The nodes and antinodes of the standing waves (volume velocity) for each of the first four formants (adapted from Chiba & Kajiyama 1941)

The figure was drawn for the special case of the uniform tube, a configuration that never really occurs in natural speech (the lips, teeth, tongue tip, uvula, epiglottis and larynx mean there are too many permanent intrusions). Fortunately, the nodes and antinodes remain in roughly the same locations from vowel to vowel. The first formant has a volume velocity antinode at the lips and a node at the glottis. Then each higher formant has an extra pair, so that F1 has one of each, F2 has two of each and so on. They alternate, and are spaced more or less evenly along the vocal tract for each formant. The nodes and antinodes are closer and closer together at ever higher formants, and become increasingly difficult to aim at selectively. For F3, for example, the lips and tongue tip are still precise enough to have a selective effect anteriorly. But the tongue body is too blunt to select the nodes and antinodes of the higher formants, and is most effective for F1 and F2.

The articulators can modify a formant frequency by narrowing or widening the vocal tract at or close to the nodes or antinodes, but not in between. Narrowing the vocal tract at a volume velocity antinode lowers that formant frequency. Narrowing at a volume velocity node raises that formant frequency. Vice-versa for widening. The lips and mandible adjust the mouth opening, the tongue blade anteriorly from the teeth to the hard palate, the tongue body from the hard palate to the lower pharynx, and the tongue root and epiglottis the lower pharynx. In addition, sphincter muscles at the velum and in the upper and lower pharynx can narrow the vocal tract by squeezing it. The mandible is also involved in speaking style, more open for clearer speech and less for reduced speech. Finally, larynx depression lengthens the vocal tract posteriorly, balancing anterior lengthening from lip rounding. All these manoeuvres are active in actual speech and each may affect several formants, while a given formant may be affected by several articulator movements. It is necessary to look at what is happening everywhere in the vocal tract, not just in the mouth cavity.

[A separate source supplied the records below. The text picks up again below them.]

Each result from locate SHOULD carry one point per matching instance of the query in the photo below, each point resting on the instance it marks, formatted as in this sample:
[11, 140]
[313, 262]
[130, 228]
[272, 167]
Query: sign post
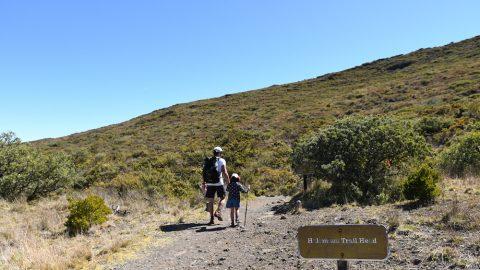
[343, 243]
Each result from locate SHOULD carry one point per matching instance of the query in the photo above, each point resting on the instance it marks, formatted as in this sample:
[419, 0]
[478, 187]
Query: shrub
[431, 125]
[463, 156]
[26, 172]
[86, 213]
[422, 184]
[360, 157]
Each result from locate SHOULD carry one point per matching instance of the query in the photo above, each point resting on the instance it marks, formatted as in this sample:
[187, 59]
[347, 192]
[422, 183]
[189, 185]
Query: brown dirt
[269, 240]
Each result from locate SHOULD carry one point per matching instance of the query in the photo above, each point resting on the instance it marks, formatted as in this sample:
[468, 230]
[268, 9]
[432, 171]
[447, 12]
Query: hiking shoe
[212, 222]
[218, 216]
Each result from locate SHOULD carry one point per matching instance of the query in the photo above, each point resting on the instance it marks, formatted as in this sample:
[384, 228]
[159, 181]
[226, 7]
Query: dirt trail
[269, 241]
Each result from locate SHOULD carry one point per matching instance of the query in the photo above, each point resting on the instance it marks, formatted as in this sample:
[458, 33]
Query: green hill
[163, 150]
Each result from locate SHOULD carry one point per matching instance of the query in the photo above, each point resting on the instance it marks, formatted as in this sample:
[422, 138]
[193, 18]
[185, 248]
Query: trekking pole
[246, 207]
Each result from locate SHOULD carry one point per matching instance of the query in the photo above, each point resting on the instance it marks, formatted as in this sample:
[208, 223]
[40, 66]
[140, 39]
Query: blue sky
[70, 66]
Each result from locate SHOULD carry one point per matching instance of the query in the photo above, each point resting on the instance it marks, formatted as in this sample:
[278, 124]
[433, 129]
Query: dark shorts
[233, 203]
[211, 190]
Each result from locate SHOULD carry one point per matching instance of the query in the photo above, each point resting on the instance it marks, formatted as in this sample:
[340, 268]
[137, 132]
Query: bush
[422, 184]
[431, 125]
[463, 156]
[26, 172]
[86, 213]
[360, 157]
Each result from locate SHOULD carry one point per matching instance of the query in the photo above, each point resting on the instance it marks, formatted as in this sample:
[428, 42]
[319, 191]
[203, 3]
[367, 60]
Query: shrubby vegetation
[463, 156]
[422, 184]
[29, 173]
[86, 213]
[361, 157]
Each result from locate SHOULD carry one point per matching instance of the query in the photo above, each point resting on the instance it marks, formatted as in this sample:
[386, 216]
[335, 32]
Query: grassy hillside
[163, 150]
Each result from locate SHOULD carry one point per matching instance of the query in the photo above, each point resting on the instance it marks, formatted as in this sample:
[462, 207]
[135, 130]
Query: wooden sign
[343, 242]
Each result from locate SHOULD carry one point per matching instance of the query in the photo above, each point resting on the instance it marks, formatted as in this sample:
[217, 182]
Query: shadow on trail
[180, 227]
[410, 206]
[212, 229]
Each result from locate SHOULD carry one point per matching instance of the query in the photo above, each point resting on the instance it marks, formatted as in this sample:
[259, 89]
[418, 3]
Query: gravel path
[269, 241]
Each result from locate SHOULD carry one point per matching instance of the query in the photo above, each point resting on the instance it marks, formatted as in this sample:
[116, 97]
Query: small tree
[360, 157]
[27, 172]
[86, 213]
[422, 184]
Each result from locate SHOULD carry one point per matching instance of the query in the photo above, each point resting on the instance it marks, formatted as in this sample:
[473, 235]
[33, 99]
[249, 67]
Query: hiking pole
[246, 207]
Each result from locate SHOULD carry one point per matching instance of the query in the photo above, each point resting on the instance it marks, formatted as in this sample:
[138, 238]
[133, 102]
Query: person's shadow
[198, 227]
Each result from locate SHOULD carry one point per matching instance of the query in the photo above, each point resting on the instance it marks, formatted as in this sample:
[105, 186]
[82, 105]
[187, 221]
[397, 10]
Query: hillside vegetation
[437, 88]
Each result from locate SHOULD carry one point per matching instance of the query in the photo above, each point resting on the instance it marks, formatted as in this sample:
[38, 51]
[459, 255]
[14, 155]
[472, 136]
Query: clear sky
[70, 66]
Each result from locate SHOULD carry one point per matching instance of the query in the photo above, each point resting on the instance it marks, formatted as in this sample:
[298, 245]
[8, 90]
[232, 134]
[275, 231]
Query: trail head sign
[343, 242]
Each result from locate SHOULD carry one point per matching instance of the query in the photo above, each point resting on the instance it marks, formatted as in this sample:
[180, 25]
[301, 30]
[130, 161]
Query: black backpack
[210, 173]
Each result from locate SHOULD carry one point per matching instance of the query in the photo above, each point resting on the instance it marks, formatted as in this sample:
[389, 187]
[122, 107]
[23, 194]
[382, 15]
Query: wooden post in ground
[342, 265]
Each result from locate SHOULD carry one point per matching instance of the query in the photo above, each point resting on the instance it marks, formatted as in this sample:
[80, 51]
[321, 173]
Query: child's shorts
[233, 203]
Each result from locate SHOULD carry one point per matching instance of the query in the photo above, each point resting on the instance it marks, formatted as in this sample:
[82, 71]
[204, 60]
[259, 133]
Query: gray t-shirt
[219, 164]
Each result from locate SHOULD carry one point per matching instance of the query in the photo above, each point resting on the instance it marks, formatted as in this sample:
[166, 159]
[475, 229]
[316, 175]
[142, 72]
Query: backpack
[210, 173]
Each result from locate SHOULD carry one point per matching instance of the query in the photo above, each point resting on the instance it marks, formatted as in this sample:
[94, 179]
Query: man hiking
[214, 173]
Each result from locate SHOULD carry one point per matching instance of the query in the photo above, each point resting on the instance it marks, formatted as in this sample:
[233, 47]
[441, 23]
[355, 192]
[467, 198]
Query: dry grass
[32, 236]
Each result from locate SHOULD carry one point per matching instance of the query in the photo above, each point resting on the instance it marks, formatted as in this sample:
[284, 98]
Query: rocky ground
[419, 237]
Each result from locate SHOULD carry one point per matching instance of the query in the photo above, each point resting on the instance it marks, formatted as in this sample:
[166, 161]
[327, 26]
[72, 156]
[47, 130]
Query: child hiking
[234, 188]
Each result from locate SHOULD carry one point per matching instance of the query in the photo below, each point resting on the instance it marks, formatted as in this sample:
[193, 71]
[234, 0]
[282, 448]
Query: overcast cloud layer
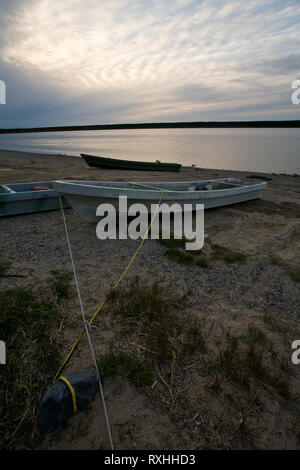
[92, 61]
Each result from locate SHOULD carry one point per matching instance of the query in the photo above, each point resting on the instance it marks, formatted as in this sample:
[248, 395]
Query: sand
[265, 229]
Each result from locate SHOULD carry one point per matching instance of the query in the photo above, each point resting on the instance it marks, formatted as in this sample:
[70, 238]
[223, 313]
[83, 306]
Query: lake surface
[263, 150]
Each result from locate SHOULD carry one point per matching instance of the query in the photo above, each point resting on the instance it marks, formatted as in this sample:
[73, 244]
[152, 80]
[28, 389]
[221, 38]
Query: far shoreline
[20, 166]
[159, 125]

There is a persistent tradition, originating from the single-resonance and double-resonance theories, that countless compensatory movements would make articulation unpredictable. For example, Léonce Roudet (1911) suggested that tongue retraction would compensate for faulty lip rounding, believing that both activities would lengthen the anterior cavity and lower its resonance frequency. Wood (1986) demonstrated that this proposal does not work. However, other compensatory behaviour has been reported and verified such as correcting ongoing labial or lingual activity for mandibular variation, for example the degree of palatal constriction for front vowels (Lindblom, Lubker & Gay; 1979) and the degree of rounding for rounded vowels. A sceptical attitude should be maintained towards proposed compensations that are not supported by evidence, especially proposals that fail to satisfy the constraints of perturbation theory.

– Lindblom, B., J. Lubker & T. Gay. 1979. Formant frequencies of some fixed-mandible vowels and a model of of speech motor programming by predictive simulation. Journal of Phonetics 7:147-161.
– Roudet, L. 1911. La classification des voyelles de M. Sweet. Revue de Phonétique 1:347-356.
– Wood, S. A. J. 1986. The acoustical significance of tongue, lip and larynx movements in rounded palatal vowels. Journal of the Acoustical Society of America 80:391-401.